NIEHS grantee Joann B. Sweasy, Ph.D., vice chair for basic research in therapeutic radiology at the Yale School of Medicine, is internationally recognized for her expertise in DNA repair and cancer biology. Her surprising discovery of a link between a DNA repair gene variant and lupus led to the development of a mouse model for lupus that could help researchers understand how environmental factors affect risk for the disease.
DNA is susceptible to damage by various physical or chemical agents, and disease can occur when the cell doesn’t properly repair and maintain DNA. Sweasy investigates how variants of DNA repair genes, such as DNA polymerase beta POLB impact genomic stability. Pol β repairs DNA base lesions caused by oxidative stress and other damaging agents.
Early experiments in Sweasy’s lab showed that cultured mouse cells expressing a mutated form of POLB, exhibit cancer-like characteristics. To learn more, Sweasy and colleagues constructed a mouse model with a POLB gene variant that synthesizes DNA at a rate 30-40 times slower than normal. Surprisingly, the POLB mutant mice did not develop cancer; instead, they showed symptoms resembling lupus.

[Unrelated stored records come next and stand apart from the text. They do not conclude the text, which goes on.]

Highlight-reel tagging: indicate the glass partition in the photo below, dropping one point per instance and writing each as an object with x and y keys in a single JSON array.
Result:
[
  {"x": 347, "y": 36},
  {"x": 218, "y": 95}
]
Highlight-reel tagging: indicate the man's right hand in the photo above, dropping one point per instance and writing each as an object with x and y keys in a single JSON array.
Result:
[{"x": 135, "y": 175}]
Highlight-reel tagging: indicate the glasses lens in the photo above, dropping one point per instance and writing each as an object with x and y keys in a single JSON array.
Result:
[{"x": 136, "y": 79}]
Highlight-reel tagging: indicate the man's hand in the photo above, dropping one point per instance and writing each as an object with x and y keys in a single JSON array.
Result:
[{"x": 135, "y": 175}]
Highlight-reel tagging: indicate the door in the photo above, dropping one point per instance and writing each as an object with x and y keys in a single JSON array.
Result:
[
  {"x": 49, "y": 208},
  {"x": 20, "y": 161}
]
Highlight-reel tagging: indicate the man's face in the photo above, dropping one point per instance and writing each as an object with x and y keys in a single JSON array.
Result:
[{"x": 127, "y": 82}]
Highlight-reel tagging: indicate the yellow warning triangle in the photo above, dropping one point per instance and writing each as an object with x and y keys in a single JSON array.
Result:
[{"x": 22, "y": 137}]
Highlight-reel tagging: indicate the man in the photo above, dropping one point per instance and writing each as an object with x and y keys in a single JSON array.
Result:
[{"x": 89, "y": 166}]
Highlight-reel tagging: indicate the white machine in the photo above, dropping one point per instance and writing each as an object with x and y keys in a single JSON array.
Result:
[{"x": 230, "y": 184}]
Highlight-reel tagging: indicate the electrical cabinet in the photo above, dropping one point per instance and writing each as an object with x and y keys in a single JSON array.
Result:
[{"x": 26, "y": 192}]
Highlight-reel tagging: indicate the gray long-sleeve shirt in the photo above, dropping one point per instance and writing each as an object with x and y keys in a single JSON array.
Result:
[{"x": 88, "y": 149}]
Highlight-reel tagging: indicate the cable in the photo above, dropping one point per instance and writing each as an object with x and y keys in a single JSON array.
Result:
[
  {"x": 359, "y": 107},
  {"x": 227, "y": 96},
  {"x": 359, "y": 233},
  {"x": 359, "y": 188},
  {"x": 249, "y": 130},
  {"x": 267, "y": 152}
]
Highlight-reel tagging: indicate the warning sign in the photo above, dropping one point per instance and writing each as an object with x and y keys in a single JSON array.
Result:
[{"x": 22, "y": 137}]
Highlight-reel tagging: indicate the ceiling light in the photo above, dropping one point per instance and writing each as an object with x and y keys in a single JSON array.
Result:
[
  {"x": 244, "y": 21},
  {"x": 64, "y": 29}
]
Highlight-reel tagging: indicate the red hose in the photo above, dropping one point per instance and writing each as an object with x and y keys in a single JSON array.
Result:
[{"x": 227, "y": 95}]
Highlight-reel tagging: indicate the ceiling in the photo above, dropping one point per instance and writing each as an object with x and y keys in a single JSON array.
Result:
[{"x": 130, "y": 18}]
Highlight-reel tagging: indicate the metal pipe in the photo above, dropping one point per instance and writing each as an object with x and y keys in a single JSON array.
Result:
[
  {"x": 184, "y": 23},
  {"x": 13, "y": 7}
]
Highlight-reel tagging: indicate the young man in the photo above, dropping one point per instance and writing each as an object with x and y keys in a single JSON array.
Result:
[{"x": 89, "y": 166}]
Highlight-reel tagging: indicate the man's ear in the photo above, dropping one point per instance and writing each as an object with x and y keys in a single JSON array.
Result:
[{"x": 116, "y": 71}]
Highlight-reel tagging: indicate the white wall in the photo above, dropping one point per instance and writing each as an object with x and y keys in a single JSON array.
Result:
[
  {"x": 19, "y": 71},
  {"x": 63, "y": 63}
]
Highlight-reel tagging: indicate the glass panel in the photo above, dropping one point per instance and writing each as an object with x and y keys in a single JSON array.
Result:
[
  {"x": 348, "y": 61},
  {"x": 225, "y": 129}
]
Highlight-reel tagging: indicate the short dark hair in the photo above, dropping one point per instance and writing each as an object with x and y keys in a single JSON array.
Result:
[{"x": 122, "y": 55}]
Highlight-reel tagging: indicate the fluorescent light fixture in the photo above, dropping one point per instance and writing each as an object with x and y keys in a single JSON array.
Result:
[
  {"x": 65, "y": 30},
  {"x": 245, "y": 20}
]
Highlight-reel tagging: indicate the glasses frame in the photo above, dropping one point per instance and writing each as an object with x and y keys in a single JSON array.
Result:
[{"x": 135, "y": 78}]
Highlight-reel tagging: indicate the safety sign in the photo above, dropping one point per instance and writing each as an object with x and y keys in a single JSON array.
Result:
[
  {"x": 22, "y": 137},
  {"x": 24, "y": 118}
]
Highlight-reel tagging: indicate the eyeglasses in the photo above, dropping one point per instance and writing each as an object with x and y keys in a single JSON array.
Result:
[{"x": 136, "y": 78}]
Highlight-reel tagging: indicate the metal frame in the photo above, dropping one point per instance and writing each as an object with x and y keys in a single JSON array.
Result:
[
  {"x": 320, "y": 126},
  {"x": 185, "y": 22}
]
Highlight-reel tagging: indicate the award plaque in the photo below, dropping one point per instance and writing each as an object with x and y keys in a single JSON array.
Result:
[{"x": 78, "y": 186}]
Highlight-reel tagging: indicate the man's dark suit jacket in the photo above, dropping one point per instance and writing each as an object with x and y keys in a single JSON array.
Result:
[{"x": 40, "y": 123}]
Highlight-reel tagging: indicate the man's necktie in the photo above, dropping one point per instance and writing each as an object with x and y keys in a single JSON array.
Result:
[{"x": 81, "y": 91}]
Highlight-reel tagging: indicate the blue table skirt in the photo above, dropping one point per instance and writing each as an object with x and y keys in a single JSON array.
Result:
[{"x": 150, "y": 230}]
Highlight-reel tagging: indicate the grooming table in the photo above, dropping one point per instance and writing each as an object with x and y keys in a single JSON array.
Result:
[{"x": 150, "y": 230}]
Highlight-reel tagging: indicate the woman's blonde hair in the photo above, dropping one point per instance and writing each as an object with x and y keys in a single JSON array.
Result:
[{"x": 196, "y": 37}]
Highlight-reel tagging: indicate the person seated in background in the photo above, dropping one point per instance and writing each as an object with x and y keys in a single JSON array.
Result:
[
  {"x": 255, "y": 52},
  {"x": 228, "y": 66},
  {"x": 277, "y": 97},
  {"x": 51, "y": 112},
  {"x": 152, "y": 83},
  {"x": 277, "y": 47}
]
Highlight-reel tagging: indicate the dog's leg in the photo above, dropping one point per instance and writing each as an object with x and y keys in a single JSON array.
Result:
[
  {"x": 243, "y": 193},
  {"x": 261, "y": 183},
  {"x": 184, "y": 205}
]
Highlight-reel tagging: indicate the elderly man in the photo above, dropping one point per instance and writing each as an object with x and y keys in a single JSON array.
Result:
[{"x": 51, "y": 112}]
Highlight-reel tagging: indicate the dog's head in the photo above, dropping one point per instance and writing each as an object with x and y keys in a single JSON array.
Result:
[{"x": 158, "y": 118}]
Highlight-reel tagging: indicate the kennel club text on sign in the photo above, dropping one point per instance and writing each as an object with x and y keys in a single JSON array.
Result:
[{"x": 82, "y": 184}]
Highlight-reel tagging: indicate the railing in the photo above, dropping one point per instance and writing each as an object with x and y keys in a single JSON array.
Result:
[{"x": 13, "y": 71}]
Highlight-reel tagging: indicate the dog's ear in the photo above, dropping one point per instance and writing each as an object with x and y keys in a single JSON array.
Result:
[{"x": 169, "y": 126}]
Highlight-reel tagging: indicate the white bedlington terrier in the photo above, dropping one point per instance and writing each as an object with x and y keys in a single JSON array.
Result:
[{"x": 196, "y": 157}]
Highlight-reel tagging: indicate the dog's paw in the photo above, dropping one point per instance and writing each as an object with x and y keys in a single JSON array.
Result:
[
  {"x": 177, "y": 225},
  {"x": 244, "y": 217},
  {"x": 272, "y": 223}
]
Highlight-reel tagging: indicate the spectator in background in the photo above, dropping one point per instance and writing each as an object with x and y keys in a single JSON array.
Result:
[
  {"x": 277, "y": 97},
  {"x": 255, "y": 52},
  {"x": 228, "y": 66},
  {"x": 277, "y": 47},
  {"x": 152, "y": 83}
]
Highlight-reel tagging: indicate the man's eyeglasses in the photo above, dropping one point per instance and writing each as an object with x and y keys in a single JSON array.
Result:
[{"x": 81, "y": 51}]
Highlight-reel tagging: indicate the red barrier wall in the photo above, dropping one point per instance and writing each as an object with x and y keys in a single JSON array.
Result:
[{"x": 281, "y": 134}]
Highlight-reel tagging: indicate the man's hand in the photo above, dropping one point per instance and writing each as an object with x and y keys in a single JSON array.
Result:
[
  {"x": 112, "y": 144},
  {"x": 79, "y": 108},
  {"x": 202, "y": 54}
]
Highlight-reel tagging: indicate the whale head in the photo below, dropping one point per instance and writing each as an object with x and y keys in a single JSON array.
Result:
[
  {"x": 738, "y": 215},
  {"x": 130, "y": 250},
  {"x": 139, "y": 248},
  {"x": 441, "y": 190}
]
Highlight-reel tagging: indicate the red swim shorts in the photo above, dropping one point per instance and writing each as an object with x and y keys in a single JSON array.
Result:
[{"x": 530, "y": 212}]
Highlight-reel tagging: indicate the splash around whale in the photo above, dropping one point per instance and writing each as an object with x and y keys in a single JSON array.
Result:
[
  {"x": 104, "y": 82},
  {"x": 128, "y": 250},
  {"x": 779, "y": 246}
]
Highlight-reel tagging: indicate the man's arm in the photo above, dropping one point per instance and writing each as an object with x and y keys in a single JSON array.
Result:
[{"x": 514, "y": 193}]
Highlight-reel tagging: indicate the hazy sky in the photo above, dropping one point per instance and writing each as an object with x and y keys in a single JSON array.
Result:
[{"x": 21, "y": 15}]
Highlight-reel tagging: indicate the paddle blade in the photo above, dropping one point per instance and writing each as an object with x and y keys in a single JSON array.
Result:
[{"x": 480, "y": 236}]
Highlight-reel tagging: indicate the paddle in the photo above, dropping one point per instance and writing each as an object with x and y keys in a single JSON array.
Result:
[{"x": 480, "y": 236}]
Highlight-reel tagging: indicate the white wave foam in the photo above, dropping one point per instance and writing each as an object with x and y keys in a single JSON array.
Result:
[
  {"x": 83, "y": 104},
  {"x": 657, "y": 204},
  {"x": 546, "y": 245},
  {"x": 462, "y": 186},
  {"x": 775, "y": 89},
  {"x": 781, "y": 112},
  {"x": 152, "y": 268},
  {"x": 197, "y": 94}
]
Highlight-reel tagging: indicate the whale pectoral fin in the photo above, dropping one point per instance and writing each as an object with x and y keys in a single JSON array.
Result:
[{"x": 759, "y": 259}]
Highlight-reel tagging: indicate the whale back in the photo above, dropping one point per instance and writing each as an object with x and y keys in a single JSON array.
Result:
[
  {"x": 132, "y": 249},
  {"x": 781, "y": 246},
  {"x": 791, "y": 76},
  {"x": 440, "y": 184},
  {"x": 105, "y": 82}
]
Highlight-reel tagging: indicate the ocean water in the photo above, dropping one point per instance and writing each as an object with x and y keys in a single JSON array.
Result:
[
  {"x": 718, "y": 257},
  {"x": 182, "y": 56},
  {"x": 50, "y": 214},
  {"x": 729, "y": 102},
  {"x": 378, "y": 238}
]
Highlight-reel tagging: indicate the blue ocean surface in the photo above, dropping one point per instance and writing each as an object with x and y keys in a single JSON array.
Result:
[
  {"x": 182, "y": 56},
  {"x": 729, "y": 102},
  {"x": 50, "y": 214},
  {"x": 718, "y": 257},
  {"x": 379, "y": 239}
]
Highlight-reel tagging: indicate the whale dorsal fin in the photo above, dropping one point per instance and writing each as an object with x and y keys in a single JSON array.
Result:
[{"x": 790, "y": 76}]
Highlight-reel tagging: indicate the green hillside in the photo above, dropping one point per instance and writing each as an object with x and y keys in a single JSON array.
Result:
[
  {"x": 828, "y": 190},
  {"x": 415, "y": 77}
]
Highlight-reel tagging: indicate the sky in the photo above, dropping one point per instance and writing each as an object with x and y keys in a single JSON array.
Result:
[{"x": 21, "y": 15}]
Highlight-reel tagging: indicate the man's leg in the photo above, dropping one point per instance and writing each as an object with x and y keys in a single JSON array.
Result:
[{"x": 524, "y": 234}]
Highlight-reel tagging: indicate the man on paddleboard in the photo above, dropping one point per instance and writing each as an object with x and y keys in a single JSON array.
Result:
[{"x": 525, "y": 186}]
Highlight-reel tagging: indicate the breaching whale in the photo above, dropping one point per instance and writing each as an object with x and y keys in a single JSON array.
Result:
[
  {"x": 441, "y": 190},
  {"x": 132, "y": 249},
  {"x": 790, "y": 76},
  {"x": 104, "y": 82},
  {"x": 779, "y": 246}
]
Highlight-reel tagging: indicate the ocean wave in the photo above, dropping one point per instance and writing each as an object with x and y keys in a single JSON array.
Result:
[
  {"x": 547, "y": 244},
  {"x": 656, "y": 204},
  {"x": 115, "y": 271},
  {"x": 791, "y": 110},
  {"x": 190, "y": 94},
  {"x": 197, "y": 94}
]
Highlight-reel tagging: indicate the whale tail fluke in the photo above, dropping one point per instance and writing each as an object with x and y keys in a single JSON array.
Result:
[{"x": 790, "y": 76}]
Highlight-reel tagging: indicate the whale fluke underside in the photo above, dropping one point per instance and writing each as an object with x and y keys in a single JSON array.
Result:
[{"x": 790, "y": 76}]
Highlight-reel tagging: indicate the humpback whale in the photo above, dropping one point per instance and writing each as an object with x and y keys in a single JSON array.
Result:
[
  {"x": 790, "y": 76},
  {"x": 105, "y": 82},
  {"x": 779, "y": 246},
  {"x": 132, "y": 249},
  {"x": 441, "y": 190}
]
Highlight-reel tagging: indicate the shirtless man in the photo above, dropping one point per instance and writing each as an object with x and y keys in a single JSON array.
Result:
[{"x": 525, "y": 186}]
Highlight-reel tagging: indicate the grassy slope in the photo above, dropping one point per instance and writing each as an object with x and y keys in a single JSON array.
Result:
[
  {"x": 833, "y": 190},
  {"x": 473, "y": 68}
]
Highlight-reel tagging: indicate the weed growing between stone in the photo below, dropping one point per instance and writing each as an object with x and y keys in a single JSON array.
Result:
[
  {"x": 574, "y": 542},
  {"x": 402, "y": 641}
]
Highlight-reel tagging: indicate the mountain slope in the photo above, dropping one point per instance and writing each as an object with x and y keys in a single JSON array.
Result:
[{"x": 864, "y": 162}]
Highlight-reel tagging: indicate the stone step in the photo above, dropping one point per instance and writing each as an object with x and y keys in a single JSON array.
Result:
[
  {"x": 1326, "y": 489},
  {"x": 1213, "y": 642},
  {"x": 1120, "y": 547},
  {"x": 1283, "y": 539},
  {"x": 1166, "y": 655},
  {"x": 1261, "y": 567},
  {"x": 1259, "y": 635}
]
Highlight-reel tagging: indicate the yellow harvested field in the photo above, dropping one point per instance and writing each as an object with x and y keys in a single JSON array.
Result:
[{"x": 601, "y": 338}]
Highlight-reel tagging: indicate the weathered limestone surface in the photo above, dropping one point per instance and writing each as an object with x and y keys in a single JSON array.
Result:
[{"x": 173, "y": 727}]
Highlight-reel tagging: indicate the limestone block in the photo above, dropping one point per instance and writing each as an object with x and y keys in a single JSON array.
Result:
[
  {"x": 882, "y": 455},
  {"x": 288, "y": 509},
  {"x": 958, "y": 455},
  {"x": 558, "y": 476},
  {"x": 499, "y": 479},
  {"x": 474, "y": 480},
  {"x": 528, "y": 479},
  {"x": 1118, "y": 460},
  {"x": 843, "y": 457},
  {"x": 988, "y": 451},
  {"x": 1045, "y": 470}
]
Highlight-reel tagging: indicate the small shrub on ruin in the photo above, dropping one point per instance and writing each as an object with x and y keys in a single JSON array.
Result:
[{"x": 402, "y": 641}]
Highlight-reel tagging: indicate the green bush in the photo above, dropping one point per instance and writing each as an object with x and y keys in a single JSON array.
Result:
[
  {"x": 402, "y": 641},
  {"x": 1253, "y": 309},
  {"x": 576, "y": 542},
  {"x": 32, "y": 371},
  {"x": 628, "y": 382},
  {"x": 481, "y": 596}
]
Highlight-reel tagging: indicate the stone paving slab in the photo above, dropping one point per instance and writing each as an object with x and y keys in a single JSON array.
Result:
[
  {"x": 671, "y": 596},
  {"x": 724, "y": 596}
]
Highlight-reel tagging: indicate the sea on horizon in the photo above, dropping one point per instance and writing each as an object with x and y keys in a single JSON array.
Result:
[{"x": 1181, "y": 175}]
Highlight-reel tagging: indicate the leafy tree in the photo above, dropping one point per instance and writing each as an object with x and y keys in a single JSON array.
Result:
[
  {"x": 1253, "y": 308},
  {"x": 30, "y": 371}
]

Regular observations of the POLB mutant mice over time revealed that they had significantly more skin lesions on their necks, backs, and ears compared to the normal mice – these were immediately confirmed to be symptoms of lupus-like dermatitis by Yale pathologists and lupus experts. The mice also exhibited other hallmark symptoms of lupus, including increased levels of antinuclear antibodies in the blood, swollen lymph nodes, and renal disease. “It was extremely important to document these findings thoroughly, because we expected the mice to get cancer – we were very surprised by these results,” Sweasy explains.
Lupus is an autoimmune disease that causes widespread inflammation and tissue damage due to the immune system’s production of antibodies against bodily cells. There is currently no cure, and while its causes are largely unknown, scientists suspect that genetic, environmental, and hormonal factors may be involved.
In people, there is evidence of lupus being associated with environmental exposures that cause DNA damage, such as solvents in paints or dyes, and ultraviolet light. These exposures lead to damage that is processed by DNA repair mechanisms. Research into understanding the nature and environmental origins of lupus has been hampered by lack of an animal model accurately reproducing human symptoms.
“Lupus is a devastating disease, and the quality of life for people with lupus is greatly compromised,” Sweasy says. “Understanding the causes and determining genetic predispositions for lupus would be potentially insightful for identifying better treatments or even a cure for the disease.”
Understanding the molecular mechanisms
Moving forward, Sweasy and her colleagues continue work to determine the underlying molecular mechanisms responsible for lupus. Future studies using the POLB mouse model could shed light on mechanisms underlying exposures to environmental agents, such as paint solvents and ultraviolet light. Sweasy mentions potential ideas and use of POLB mouse cells to develop high throughput assays to screen similar toxicants that are associated with DNA damage. Some preliminary studies are underway in collaboration with Peter Wipf, Ph.D., (University of Pittsburgh) to determine whether feeding the mice novel, mitochondrial-targeted antioxidants will decrease the severity and increase the latency of lupus. Sweasy also plans to create other genetically modified mouse strains to determine whether there is an association between the timing of DNA repair initiation and the severity or onset of lupus-like symptoms. This would involve mating the POLB mutants with mice from other genetic backgrounds, such as those with compromised initiation of DNA repair.
“There are probably many pathways linked to lupus, and aberrant DNA repair is likely the cause for only a subset of people,” Sweasy explains. She is collaborating with investigators in the UCSF Lupus Clinic and Lupus Initiative Consortium who have expressed interests in further exploring the association between lupus and human genetic variants in DNA repair genes, including POLB. This research consortium offers several unique opportunities to collect and analyze biological samples from people with lupus, which could be used to study gene variants.